I'm in talks regarding buying this one sale-boat (40 feet) which is currently parked in Marina Bay Yacht Harbor, Richmond. (I beleive they pay $400/month to keep their boat in there) What's making me debate a lot and I need help/assistance in is the possibility to get a 'live aboard' permit in one of these `near-by' marinas that are not too far from my work. (My work place is 2.0 miles away from Emeryville and 2.3 miles from Berkeley Marinas.)

I basically do not want to get kicked out of any of the marinas if/when I'm parked, cooking/spending the night occasionally. I might totally consider being a full-time resident one day as well, but initially I might just stay a few nights/week.

Where do I start, who do I talk to? Any insiders/current residents that might have the 'in' for me? Anyone willing to guide/trade/rent their permit/slip, please inbox me.

Thanks!


----------



## gamayun

*Re: Emeryville or Berkeley Marina "live aboard" permit/rental/availability..anyone?*

I had looked into berthing at Emeryville back in January and they had slips. If you stay on your boat a couple of times a week, then you're not a liveaboard. Just call them and ask. They'll give you the scoop on what's allowed or not and whether they have any liveaboard openings. You could also find a place up the Alameda estuary.


----------



## sheltonbaby

*Re: Emeryville or Berkeley Marina "live aboard" permit/rental/availability..anyone?*

Thanks for your insight/advice Gayamun!

I was actually just in a 29 feet sail-boat talking to its owner for about an hour. I would like to share my insight with you but just learned i can't seem to PM you since I'm a newbie in here. (How else can I send you a message in private?)


----------



## Fstbttms

*Re: Emeryville or Berkeley Marina "live aboard" permit/rental/availability..anyone?*

The marinas do not issue liveaboard permits but rather are limited to a 10% liveaboard tenancy. Therefore, if a marina has reached its maximum number of liveaboard tenants, you will not be allowed to liveaboard even if the marina has available slips.

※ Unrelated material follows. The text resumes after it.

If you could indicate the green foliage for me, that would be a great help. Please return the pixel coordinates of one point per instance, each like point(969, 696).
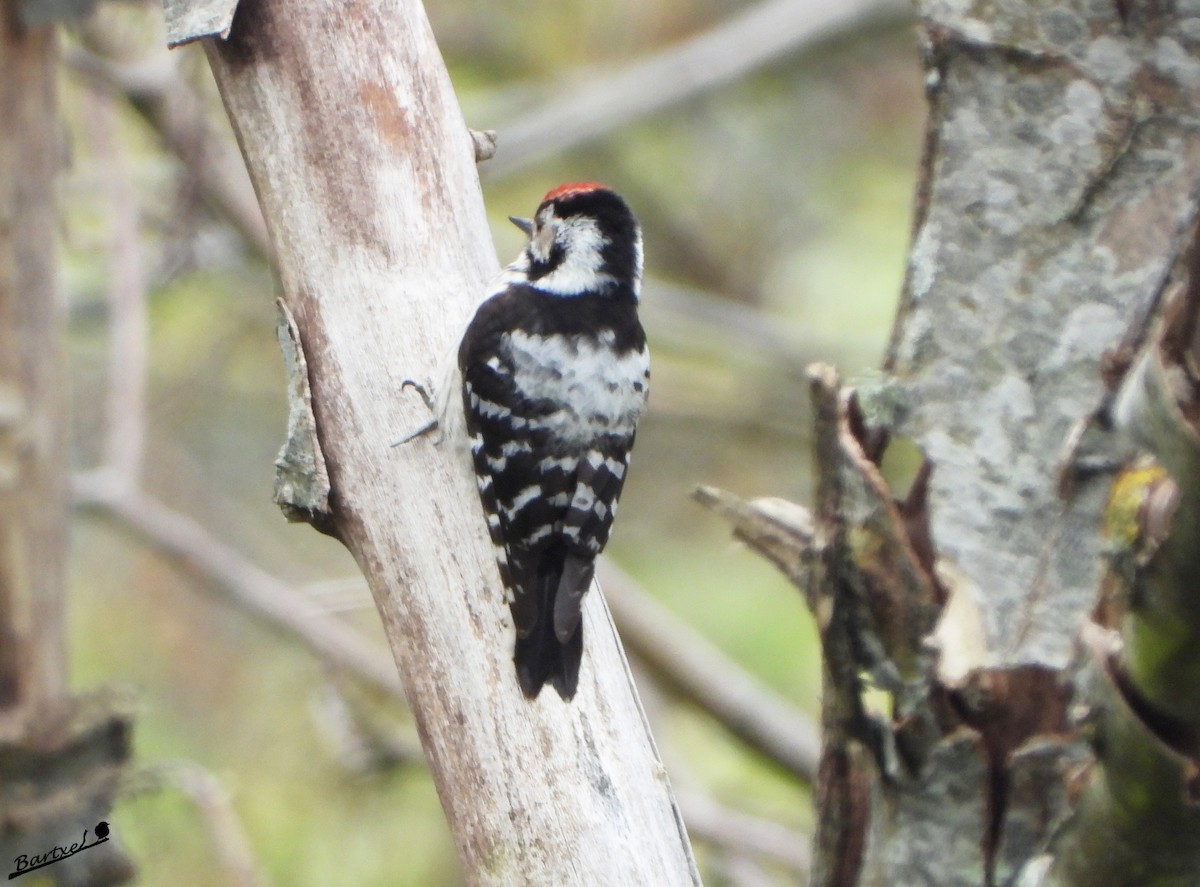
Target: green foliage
point(786, 193)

That said, most marinas that allow liveaboards (and not all do) have a "3-day rule"- that is, you are allowed to stay aboard up to three nights in a given week and not be considered a liveaboard.


----------



## sheltonbaby

*Re: Emeryville or Berkeley Marina "live aboard" permit/rental/availability..anyone?*

Thanks guys.. i'm trying to send a PM to ask about a few buying liveabord sail-boat tips (Assuming you have more experience and know what's a good value/condition boat vs not so much) but need a few more postings in here to qualify for a PM..


----------